Adsorption Studies
The following changes were made in this adsorption study:
- The MicroCons/NanoSeps were not spun. We will just characterize the differences between the materials.
- The pnc-Si membranes were assembled into SepCons because of the potential adsorption to the plastic surfaces.
- Mass standards were run on the gel in order to allow the measurement of protein concentration.
- MicroCons/NanoSeps were initially stained with commassie blue, since the last silver stained experiment seemed saturated
Result #1 – MicroCon/NanoSep adsorption with mass standards and stained with commassie blue
It appears that in a non-spun system, there is less protein adsorbing to the membranes.
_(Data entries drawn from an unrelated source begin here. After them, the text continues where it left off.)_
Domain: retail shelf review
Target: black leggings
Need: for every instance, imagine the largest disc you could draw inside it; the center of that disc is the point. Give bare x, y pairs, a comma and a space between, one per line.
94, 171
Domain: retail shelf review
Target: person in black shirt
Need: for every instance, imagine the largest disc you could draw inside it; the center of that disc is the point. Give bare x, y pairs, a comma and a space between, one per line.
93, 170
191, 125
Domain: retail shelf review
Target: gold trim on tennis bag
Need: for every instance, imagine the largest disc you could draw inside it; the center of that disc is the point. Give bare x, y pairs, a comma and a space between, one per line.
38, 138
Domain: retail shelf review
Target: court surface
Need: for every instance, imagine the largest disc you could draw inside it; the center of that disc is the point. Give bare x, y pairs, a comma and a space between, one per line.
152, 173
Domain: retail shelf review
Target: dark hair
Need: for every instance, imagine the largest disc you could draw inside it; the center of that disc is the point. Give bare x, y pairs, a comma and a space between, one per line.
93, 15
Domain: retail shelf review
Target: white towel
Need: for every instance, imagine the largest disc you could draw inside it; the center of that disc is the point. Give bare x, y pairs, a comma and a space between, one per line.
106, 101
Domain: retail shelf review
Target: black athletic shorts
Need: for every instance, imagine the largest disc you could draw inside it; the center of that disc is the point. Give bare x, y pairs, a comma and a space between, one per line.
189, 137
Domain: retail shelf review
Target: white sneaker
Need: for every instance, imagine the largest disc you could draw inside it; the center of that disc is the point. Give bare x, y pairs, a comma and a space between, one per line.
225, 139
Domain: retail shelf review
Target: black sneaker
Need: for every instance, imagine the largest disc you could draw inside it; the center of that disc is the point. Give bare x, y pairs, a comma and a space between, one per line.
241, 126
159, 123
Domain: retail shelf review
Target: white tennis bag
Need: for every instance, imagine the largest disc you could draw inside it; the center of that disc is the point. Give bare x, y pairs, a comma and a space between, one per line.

Results #2 – MicroCon/NanoSep/SepCon adsorption with mass standards and silver stained.
In this system it looks like the SepCons adsorb as much or more protein. It also appears to be more than the adsorption to pnc-Si chips (although this cannot be verified as the previous adsorption study had no mass standards). Perhaps our plastic is adsorbing a lot of protein. The next step is to release the MicroCon and NanoSep membranes and compare to pnc-Si chips.
Go ahead and quantify to the standard curves so we can evaluate how linear things here.
Non-specific binding is a strong function of concentration, so to be fair, I think you either need to to spin down the sample, or apply a much more concentrated solution initially. I just want to make it clear to everyone that it’s probably not mechanical force driving the protein against the membrane that’s causing more to stick, it’s the very high concentration (after spinning) driving the kinetics of non-specific binding. If there is any drying, that will also promote adhesion.
We really need the new SepCon design that allows samples to be spun down past the EQ limit, and good membranes for those studies…
Would it be valid to try higher concentrations in these passive studies to see if the adsorption increases?
For diffusion studies, you’re fine so long as you match concentrations. For centrifugation studies, Chris’ point makes sense and will make it harder to compare if we are not spinning to similar levels with the two systems. We should probably be satisfied with the diffusion studies for the ‘low hanging’ paper we are trying to craft now.
One more comment … with fluorescence we found that our membranes were far less sticky to proteins than glass. We should probably include glass as a ‘positive control’ to make sure the assay is working as we expect. I’m not sure what a good ‘negative control’ would be. PEG-treated glass would work.